POLITICS

Premier Winde must learn from his first-term failures – Brett Herron

Brett Herron |

30 July 2024

GOOD SG says Premier must show investment in those who need it most

WCPP opening: Premier Winde must learn from his first-term failures and show investment in those who need it most

30 July 2024

The Premier of the Western Cape must account for the failure to deliver on many of his promises when he opens the Provincial Parliament on Wednesday, 31 July 2024.

Tomorrow Alan Winde will present his government’s plans for his second term as Premier after his first address in 2019 when he identified four priorities and committed himself to deliver on these. 

To start, the Premier promised “a job in every home” built on a provincial economy that would grow by 2.5% per annum. The Provincial economy has grown by about 1.1% per annum, less than half of his government’s target, and unemployment continues to trap far too many people in poverty.  

In the first quarter of 2024, the Western Cape lost the highest number of jobs of all nine provinces, losing a net total of 17000 jobs in one quarter.  

–>

These losses also raise questions about the Premier’s “Growth for Jobs” plan – launched in July 2023 – which promised economic growth and rising employment based on investment in infrastructure and focusing on services. In the first quarter of 2024, construction and services were the sectors that shed the most jobs.

Next, the Premier also committed to ensuring that each and every resident can live a dignified life through better education.

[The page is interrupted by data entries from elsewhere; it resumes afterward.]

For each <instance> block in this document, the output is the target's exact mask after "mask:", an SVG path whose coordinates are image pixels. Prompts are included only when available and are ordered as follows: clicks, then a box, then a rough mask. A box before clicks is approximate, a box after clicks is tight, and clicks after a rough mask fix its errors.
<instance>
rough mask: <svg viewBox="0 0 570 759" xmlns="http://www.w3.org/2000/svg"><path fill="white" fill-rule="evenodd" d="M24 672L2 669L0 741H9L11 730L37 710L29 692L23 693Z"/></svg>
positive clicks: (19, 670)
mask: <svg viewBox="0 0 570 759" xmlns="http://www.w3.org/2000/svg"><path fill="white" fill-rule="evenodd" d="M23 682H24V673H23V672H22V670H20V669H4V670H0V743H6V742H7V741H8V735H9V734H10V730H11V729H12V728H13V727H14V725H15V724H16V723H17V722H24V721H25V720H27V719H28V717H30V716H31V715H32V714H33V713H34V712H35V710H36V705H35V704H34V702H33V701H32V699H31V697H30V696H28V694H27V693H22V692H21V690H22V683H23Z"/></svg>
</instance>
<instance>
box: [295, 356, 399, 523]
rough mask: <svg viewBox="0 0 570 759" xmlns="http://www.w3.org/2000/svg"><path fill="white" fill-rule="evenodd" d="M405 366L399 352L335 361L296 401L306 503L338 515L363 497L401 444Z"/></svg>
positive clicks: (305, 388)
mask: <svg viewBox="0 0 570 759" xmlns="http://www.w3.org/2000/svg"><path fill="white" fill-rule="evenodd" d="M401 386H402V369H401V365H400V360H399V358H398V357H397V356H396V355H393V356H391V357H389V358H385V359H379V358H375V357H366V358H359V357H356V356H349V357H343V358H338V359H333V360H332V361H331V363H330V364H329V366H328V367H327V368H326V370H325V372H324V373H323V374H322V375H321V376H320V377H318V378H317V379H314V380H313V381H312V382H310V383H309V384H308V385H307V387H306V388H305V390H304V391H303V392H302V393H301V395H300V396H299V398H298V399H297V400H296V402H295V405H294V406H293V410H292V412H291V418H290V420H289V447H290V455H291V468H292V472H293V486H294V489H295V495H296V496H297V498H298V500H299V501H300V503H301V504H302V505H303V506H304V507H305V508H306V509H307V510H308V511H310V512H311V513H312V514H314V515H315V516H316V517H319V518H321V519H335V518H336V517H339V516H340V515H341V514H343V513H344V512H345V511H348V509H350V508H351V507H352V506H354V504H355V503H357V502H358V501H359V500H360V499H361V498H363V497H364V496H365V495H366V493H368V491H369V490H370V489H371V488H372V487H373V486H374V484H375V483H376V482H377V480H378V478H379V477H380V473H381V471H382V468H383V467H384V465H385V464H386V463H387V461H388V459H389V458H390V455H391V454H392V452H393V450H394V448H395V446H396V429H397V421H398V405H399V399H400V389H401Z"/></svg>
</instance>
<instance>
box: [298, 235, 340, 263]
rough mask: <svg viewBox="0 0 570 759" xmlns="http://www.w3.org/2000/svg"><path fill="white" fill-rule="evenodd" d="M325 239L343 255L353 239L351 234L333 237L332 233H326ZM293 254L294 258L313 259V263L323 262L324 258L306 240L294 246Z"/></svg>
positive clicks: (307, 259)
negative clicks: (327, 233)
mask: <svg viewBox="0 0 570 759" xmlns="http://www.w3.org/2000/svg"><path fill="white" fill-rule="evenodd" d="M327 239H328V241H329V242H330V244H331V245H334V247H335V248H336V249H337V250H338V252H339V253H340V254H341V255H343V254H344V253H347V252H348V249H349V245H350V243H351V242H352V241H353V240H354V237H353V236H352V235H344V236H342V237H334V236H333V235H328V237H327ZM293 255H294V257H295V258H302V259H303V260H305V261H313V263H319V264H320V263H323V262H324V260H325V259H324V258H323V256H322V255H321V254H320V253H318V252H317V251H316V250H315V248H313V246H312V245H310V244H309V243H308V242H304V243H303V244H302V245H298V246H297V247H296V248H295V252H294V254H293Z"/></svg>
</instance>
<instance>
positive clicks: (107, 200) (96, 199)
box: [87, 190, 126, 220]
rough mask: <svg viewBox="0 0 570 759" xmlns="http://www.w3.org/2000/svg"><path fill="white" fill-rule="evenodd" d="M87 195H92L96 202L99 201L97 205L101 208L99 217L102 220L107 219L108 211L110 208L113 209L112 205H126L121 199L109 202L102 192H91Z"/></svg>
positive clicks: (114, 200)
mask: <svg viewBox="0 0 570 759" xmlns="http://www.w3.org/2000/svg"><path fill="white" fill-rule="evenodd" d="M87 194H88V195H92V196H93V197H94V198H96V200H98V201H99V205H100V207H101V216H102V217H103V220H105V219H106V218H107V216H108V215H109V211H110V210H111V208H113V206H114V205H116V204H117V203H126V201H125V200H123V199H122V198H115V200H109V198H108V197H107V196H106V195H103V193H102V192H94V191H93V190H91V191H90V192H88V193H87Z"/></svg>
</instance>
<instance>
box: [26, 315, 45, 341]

But, under his watch, the Western Cape’s educational outcomes have declined so much that the Western Cape has shifted from being a top-performing province for matric results to one of the worst-performing provinces.  

Most importantly, the Premier must account for the diabolical impact of his decision to defund education (and health) by R1 billion.  

That R1 billion, taken from education and health, was pushed into the Premier’s Western Cape Safety Plan – which promised to halve the murder rate in the ten worst crime hot spots in the Province.